Numeric comparison operators and wildcards in Gremlin
Frage
Is there a way to search a manual index in Neo4j using a numeric comparison operator(>=, <=, <, >, ...)? Looking at the Gremlin index examples, they all tend to present a search with a specific property value.
Say I have around 10M relationships of two types which both have numeric value in a property called 'property', in the first double, in the second int.
gremlin> g.e(123).getProperty('property')
==> 1.57479276459179
Now, if I knew the exact property value, which is a log-based pvalue of type double, I could easily locate the node with
gremlin> g.idx('index_e_ASSOC').get('property', 1.57479276459179)
==> e[2421730][31493-ASSOCIATION->53378]
==> e[4885094][53378-ASSOCIATION->31493]
==> e[866409][37891-ASSOCIATION->6292]
==> e[123][6292-ASSOCIATION->37891]
Instead I want to do a range search for the 'property', so for example find all edges in which 'property' >= 0 && 'property' <= 1.6. Is this something that could be done with Gremlin? Looking at Gremlin users discussion group tells me that even the wildcard search from a fulltext Lucene index is a bit of hack, and Neo4j API doesn't help.

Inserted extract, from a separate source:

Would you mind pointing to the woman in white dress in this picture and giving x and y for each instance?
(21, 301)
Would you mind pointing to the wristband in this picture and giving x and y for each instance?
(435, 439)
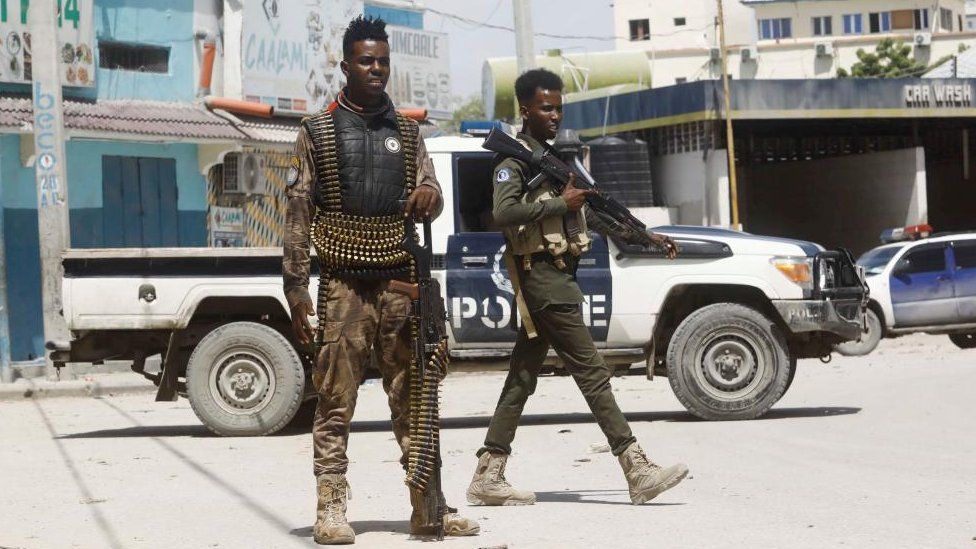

Edit: Found another question like this in Stackoverflow (titled "Range queries in Neo4j using Lucene query syntax"; new users can only post a maximum of two hyperlinks) which lead to Neo4j documentation. I recreated the index by using ValueContext for numeric values. By following an example found in neo4j discussion group (title: combine numericRange query with relationship query) I can do a query like
start a=node(123)
match a-[rel]-(b)
where type(rel) = "ASSOCIATION" AND rel.`property` > 1.0 AND rel.`property` < 2.0
RETURN b
LIMIT 20;
which uses the range search. What's the syntax for Gremlin? It should be something like
g.idx('index_e_ASSOC')[[property: Neo4jTokens.QUERY_HEADER + "[1.0 TO 2.0]"]].count()
Which is syntactically correct, but count yields 0 results even though there are edges with property within that range.
Lösung
You can use the Gremlin filter step on all the edges, but this does a table scan:
g.E.filter{it.property >= 0 && it.property <= 1.6}
See https://github.com/tinkerpop/gremlin/wiki/Gremlin-Steps
If index index_e_ASSOC
contains a subset of all the edges, you could use a wildcard query to narrow the range:
start = g.idx('index_e_ASSOC')[['property': Neo4jTokens.QUERY_HEADER + "*"]]
start.filter{it.property >= 0 && it.property <= 1.6}
Note that Neo4jTokens.QUERY_HEADER
resolves to "%query%"
so you could also write it like this:
start = g.idx('index_e_ASSOC')[['property': "%query%" + "*"]]
start.filter{it.property >= 0 && it.property <= 1.6}
Andere Tipps
Probably your best bet is to use the Neo4j API through groovy, much like http://docs.neo4j.org/chunked/snapshot/gremlin-plugin.html#rest-api-send-an-arbitrary-groovy-script---lucene-sorting ?